Example: $12,000 in revenue ÷ 20 jobs = $600 average job value
Why it matters: This metric directly shapes your strategy. If your average job value is low, you need either higher volume or a way to increase it (upsells, service packages, premium options). It also tells you how much you can afford to spend acquiring a customer. If your CAC is creeping toward your average job value, your margins are evaporating.
How to track it: Pull this from your invoicing software, or tally it manually from completed jobs at the end of each month.
6. Customer Lifetime Value (CLV)
What it is: The total revenue you can expect from a single customer over the entire time they work with you — not just the first job.
How to calculate it (simple version): Average job value × average number of times a customer hires you per year × average number of years they stay a customer.
Example: $600 average job × 2 jobs per year × 3 years = $3,600 CLV
Why it matters: This one changes how you think about marketing entirely.
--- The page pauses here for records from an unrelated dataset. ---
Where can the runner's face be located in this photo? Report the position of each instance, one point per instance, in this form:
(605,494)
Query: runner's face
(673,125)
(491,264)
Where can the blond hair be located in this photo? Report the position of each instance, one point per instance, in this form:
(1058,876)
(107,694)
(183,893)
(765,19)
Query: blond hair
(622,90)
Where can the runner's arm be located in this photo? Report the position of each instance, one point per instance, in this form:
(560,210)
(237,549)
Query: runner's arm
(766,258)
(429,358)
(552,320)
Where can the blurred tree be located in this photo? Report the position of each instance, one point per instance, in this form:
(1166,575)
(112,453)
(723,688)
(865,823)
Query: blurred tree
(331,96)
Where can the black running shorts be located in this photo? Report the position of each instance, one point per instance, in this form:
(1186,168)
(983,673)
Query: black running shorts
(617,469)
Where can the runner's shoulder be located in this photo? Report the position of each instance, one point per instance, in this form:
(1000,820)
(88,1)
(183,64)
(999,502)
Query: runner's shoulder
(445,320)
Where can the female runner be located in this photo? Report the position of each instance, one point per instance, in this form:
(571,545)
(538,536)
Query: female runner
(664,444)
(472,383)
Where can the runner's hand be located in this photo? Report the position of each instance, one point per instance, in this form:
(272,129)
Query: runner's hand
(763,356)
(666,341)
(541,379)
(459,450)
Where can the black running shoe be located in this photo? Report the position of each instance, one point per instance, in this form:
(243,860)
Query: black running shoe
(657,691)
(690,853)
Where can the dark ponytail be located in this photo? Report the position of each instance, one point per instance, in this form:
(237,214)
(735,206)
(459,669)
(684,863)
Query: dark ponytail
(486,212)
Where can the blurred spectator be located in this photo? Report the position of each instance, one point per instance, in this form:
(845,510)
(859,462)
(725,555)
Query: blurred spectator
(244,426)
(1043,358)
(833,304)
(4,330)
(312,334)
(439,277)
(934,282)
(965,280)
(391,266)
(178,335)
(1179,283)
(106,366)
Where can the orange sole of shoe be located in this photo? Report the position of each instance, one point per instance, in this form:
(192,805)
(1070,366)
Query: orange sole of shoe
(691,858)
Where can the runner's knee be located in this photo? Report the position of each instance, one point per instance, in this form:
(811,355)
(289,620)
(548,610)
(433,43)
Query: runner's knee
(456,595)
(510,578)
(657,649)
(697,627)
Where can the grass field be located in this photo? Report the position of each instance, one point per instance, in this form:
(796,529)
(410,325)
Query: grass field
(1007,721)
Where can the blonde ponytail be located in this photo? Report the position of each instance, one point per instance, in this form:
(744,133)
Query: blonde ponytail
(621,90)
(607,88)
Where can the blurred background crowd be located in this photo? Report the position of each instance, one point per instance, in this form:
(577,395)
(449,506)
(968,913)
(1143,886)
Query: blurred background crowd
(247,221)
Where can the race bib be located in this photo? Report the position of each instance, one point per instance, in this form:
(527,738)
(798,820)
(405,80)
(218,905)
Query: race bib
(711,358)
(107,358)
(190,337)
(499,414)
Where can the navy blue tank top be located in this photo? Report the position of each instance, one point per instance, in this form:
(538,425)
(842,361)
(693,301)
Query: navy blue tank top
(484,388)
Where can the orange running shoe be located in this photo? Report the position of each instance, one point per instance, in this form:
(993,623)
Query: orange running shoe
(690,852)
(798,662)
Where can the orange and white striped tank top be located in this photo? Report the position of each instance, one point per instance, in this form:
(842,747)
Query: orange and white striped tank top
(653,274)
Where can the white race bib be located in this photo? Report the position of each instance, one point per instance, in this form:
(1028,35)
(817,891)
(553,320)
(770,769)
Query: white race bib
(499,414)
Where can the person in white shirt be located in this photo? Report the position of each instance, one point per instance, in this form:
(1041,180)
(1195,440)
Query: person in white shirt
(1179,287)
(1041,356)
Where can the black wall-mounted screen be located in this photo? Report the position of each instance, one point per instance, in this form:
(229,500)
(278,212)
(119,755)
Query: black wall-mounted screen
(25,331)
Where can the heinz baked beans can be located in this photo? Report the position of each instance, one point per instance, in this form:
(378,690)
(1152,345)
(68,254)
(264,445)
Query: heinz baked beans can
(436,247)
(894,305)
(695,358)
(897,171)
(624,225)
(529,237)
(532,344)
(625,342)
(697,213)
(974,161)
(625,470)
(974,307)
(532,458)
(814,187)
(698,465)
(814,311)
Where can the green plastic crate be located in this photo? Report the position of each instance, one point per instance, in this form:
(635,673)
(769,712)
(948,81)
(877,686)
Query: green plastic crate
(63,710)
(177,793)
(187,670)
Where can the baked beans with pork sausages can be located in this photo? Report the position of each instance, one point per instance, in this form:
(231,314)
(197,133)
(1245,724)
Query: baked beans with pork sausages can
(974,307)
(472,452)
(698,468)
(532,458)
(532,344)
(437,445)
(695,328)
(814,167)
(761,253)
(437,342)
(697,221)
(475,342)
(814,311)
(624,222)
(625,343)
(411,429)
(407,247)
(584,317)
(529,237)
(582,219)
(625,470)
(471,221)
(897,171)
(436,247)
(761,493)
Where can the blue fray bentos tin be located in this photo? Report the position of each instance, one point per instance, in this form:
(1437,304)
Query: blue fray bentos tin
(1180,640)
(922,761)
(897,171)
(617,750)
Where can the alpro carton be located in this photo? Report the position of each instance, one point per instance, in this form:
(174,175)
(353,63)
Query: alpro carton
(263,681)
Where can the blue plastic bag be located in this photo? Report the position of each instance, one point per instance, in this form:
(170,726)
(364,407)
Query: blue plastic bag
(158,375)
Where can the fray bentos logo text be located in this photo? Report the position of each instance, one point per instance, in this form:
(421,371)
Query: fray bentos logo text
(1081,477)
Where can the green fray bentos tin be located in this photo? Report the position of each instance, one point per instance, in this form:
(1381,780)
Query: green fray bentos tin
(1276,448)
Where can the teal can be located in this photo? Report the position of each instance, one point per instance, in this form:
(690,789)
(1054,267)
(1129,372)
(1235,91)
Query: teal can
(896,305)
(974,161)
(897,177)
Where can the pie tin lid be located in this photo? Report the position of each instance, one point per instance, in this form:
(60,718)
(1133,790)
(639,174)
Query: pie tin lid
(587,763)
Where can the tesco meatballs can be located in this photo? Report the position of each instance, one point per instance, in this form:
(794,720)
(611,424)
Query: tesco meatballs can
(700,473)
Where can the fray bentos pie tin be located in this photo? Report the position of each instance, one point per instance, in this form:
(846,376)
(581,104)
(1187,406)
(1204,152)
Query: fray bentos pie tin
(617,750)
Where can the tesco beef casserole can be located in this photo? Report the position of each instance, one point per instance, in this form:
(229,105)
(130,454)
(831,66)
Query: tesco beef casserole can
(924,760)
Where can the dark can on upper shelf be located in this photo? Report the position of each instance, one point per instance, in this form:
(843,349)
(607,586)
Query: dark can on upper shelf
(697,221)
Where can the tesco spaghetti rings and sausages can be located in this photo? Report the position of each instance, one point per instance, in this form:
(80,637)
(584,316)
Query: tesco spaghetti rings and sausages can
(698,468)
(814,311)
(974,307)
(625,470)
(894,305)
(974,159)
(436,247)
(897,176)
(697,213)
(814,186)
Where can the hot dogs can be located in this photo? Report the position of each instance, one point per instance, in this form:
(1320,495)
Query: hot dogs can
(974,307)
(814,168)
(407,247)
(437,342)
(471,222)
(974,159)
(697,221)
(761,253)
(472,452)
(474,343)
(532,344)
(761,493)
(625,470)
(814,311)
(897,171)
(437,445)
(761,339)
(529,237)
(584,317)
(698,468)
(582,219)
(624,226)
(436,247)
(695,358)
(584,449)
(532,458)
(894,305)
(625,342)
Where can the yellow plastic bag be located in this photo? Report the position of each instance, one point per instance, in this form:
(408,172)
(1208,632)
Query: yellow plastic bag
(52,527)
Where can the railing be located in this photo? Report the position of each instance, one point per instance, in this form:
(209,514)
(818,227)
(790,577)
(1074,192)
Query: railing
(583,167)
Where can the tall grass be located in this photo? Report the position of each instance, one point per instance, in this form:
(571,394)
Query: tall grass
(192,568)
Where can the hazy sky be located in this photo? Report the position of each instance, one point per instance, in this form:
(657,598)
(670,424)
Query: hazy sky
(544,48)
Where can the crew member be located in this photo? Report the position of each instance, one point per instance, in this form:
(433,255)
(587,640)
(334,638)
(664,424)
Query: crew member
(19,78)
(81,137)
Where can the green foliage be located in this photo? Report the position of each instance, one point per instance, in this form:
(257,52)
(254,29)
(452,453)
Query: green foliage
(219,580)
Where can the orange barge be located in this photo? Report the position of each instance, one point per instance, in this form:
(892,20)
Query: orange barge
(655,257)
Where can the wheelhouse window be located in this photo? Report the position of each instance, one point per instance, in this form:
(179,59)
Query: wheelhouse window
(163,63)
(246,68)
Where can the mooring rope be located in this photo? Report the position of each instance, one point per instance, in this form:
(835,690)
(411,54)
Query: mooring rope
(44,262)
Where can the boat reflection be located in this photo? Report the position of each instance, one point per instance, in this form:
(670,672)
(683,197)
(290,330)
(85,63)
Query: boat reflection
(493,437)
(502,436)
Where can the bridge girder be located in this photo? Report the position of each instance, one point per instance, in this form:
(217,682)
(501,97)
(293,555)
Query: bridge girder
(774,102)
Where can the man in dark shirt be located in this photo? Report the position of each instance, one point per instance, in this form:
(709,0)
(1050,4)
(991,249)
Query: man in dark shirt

A customer who looks like a $600 sale is actually a $3,600 relationship. That means you can afford to spend more to acquire them than you might think — and it puts serious emphasis on the value of repeat business and referrals.
For home service businesses especially, CLV is often underestimated because owners think in terms of single jobs rather than long-term customer relationships.
How to track it: Start by estimating. Look back at your best repeat customers and calculate how much they’ve spent over the years. Even a rough CLV number is far more useful than no number at all.
How to Start Tracking Today
You do not need to buy anything.
Open a Google Sheet or Excel spreadsheet. Create six columns:
- Date
- Lead source
- Did they become a customer? (Yes/No)
- Job value
- Monthly marketing spend (update once a month)
- Notes
That’s your entire tracking system to start. Every new inquiry gets a row. Every completed job gets updated. Once a month — set a recurring 30-minute calendar block — you tally the numbers and calculate your metrics.
It’s not glamorous. It works.
As your business grows, tools like Jobber, Housecall Pro, or even a basic CRM will automate most of this. But don’t wait for the perfect tool. Start with the spreadsheet. The habit of looking at the numbers matters more than the software you use to track them.
What to Do With the Numbers Once You Have Them
After your first 60–90 days of tracking, you’ll have something most of your competitors don’t: actual data about your own business.
Now put it to work. Ask yourself:
- Which lead source has the highest conversion rate? Put more energy there.
- Which lead source produces the highest average job value? That’s your best customer profile.
- Is your CAC trending up or down? If it’s rising, something in your marketing is getting less efficient.
- Are customers coming back? If CLV is low, retention and referral programs should be your next focus.
One rule: make one change at a time. If you adjust your ad spend, change your follow-up process, and update your pricing all in the same month, you won’t know which one moved the needle. Small, deliberate changes — measured against your baseline — is how you actually improve.
Start Small. Stay Consistent. The Numbers Will Tell You What to Do.
Most small service businesses make marketing decisions based on gut feeling and hope. That’s expensive.
Six metrics, tracked consistently in a simple spreadsheet, will give you a clearer picture of your marketing than most business owners ever have. You’ll know where your best customers come from, how much it costs to get them, and whether the money you’re spending is actually working.
Start this week. Pick up the habit before it feels urgent.